Social Media and News: Amazing Graphic
“News Use across Social Media Platforms” confirms what I have suspected for a while. The mobile generation has some interesting behavior patterns with regard to news. Among the factoids that the Pew outfit has boiled down to numbers are:
ITEM: YouTube viewers are not using the service to get news. Maybe that explains why experiments with Thomson Reuters proved to be somewhat disappointing.
ITEM: Google Plus is less popular than Reddit, Twitter, and Facebook as a source of news. The push back about Google Plus as a prerequisite for YouTube comments may have more importance than some realize.

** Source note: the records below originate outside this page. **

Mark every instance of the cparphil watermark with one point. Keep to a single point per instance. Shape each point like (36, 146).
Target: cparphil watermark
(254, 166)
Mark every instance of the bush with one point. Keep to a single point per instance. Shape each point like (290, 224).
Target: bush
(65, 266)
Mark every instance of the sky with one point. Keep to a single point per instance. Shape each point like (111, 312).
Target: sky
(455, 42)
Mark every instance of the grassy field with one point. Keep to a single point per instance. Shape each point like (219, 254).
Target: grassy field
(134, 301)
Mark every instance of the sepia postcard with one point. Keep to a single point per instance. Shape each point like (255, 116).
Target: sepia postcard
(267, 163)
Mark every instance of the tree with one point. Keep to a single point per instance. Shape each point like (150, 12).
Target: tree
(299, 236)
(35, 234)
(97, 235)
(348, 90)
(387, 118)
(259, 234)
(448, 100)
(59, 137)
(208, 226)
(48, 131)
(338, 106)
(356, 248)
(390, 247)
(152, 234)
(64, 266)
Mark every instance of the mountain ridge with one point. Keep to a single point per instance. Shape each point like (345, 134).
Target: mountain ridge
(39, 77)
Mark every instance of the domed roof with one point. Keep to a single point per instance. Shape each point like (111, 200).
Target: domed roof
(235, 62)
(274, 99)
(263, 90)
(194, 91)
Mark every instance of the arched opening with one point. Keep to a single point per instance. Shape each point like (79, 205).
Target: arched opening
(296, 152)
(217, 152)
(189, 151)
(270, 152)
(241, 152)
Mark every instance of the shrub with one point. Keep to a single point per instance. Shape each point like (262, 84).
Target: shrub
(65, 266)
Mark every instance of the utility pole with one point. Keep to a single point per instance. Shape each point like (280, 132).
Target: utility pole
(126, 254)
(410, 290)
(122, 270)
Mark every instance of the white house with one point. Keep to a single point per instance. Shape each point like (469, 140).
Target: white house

ITEM: Facebook is an important source of news. As the demographics of Facebook shift, the importance of news may suggest that Facebook has morphed into a more mature service.
The most interesting “fact” in the report is the apparent importance of Reddit, a service which points to public posts on a range of issues. The Reddit service offers a search function, but I find consistently disappointing. In fact, most of the unusual collections of links and comments are essentially unfindable.
Another interesting facet of the report is the inclusion of some trendy graphics. The diagram below is my favorite.
In my opinion, the good news in the report appears in this passage:
Social media news consumers still get news from a variety of other sources and, in some cases, even more so than the general public does. YouTube, LinkedIn and Google Plus news consumers are more likely than Facebook and Twitter news consumers to watch cable news. Twitter news consumers are among the least likely to turn to local and cable TV. And nearly four-in-ten LinkedIn news consumers listen to news on the radio, compared to about a quarter of the general population.
For now, the digital services cannot celebrate total victory. Publishers of traditional news media live to fight another day. For now.
Stephen E Arnold, November 15, 2013
Phi Beta Iota: Most interesting about this graphic is the absence of Wikipedia and the absence of Amazon. Wikipedia continues to have enormous potential, particularly if it develops multi-lingual cross-over capabilities, but Wikipedia is corrupt to the bone. It has been captured by a mix of unethical unprofessional editors and institutional hijacking of pages to the point that Wikipedia is no longer even remotely reliable as a source for any topic where money matters. Amazon continues to be one of the most astonishingly underdeveloped platforms for a world brain able to integrate education, intelligence (decision-support) and research at the dot to dot, dot to person, and person to person level, but Amazon is still lcoked into selling “thinks” rather than relationships or transactions.